José Veiga Maltez, nascido em 1956, é o presidente da Associação Nacional de Turismo Equestre, onde passa algum tempo a desenvolver iniciativas de promoção do sector e promoção da arte equestre, da Golegã e do país. É também na sede da instituição que atende os conterrâneos que precisam da sua experiência de médico, tal como fazia no seu gabinete de autarca.
Enquanto autarca proclamou a Golegã como “Capital Portuguesa do Cavalo”, criando o primeiro picadeiro coberto, o Centro de Alto Rendimento de Portugal para Desportos Equestres e o Equuspolis com uma componente mais ligada às artes e à ciência. Conseguiu que as escolas do concelho incluíssem a Equitação como complemento curricular. Foi durante a sua presidência que surgiu a ExpoÉgua, uma feira que rapidamente atingiu uma expressão internacional, seguindo-se a Romaria de São Martinho e a Feira Internacional do Cavalo Lusitano.

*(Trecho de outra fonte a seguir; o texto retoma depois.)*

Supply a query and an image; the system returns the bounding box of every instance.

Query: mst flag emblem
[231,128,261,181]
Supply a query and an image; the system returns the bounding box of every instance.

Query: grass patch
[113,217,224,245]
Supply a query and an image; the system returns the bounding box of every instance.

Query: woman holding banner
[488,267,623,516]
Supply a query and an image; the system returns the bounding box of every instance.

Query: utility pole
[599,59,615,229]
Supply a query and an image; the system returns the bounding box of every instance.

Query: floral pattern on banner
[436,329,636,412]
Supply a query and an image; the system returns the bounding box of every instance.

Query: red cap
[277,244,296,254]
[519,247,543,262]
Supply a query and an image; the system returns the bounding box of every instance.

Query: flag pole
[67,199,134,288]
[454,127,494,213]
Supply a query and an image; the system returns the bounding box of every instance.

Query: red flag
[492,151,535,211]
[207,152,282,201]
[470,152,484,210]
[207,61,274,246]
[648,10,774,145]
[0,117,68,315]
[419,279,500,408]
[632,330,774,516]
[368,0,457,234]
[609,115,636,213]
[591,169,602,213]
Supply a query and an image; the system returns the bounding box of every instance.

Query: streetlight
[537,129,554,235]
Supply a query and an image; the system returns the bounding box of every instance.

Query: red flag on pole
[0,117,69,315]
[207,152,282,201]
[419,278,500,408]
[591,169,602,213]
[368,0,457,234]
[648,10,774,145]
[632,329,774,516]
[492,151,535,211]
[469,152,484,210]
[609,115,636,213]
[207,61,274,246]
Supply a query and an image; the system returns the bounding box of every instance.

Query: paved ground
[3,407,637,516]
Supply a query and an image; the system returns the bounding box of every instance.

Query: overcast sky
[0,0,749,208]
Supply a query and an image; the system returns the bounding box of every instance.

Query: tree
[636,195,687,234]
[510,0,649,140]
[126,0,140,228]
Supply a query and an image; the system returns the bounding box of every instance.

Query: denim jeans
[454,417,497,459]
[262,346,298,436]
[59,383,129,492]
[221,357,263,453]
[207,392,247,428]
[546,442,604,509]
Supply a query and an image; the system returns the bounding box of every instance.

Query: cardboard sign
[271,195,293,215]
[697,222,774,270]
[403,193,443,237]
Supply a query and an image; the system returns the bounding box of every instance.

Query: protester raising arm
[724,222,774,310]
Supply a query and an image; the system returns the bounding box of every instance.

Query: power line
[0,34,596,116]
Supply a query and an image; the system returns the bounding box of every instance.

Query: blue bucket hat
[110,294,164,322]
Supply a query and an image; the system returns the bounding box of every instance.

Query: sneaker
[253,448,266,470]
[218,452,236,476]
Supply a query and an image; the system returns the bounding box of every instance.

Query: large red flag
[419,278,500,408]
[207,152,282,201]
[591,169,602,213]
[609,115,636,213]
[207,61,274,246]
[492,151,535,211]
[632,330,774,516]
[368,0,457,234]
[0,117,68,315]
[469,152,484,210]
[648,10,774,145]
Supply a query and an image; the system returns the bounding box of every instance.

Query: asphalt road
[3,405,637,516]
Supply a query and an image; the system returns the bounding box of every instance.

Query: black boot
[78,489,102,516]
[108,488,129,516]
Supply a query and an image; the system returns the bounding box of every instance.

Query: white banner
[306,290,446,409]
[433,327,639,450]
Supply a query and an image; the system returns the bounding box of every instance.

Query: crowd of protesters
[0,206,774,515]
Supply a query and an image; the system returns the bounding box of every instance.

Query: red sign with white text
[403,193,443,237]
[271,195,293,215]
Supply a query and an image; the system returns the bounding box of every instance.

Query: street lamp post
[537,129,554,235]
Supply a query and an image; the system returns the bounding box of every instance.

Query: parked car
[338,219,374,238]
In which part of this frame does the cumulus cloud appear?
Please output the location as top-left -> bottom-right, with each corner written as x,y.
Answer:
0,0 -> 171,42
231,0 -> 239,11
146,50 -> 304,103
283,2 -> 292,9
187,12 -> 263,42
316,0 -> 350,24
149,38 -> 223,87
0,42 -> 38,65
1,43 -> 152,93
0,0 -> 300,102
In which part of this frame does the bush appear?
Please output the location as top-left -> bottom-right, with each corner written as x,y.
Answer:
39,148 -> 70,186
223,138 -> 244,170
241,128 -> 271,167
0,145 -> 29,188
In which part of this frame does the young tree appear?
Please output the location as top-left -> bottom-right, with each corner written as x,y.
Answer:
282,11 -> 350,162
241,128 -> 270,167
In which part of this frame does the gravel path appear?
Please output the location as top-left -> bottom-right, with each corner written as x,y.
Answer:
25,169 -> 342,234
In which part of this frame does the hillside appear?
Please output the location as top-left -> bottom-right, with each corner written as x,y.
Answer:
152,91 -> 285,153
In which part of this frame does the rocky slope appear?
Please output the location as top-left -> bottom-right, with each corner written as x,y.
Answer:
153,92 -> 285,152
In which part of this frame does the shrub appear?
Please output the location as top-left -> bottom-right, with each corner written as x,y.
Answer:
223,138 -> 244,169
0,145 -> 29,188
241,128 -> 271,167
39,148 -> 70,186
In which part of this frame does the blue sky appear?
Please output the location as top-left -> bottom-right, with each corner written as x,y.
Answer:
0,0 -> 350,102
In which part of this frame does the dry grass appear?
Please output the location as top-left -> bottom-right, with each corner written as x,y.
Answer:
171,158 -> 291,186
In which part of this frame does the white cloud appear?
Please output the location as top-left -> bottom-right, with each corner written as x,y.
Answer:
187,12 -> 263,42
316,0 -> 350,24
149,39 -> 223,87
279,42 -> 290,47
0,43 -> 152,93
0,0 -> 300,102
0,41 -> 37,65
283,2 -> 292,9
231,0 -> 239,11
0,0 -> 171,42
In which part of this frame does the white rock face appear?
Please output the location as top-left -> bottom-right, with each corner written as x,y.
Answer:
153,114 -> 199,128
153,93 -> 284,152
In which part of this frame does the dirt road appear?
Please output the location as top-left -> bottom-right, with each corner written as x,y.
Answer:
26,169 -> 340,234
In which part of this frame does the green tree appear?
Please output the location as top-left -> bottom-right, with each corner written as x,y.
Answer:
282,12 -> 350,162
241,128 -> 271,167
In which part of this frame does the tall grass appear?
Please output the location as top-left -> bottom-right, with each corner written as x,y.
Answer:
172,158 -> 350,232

José Veiga Maltez estudou no liceu público em Lisboa, onde os pais tinham casa, e não num colégio como os seus amigos, porque o pai entendia que ele tinha de estar com as pessoas simples com quem teria de lidar no futuro. Começou a exercer medicina em Lisboa, às vezes substituindo o pai que também era médico, e diz que não tem jeito para ganhar dinheiro, chegando a ajudar pessoas que não tinham condições para pagar a consulta. Para o também proprietário agrícola e criador de cavalos o que se pensa à noite é para começar a fazer de manhã.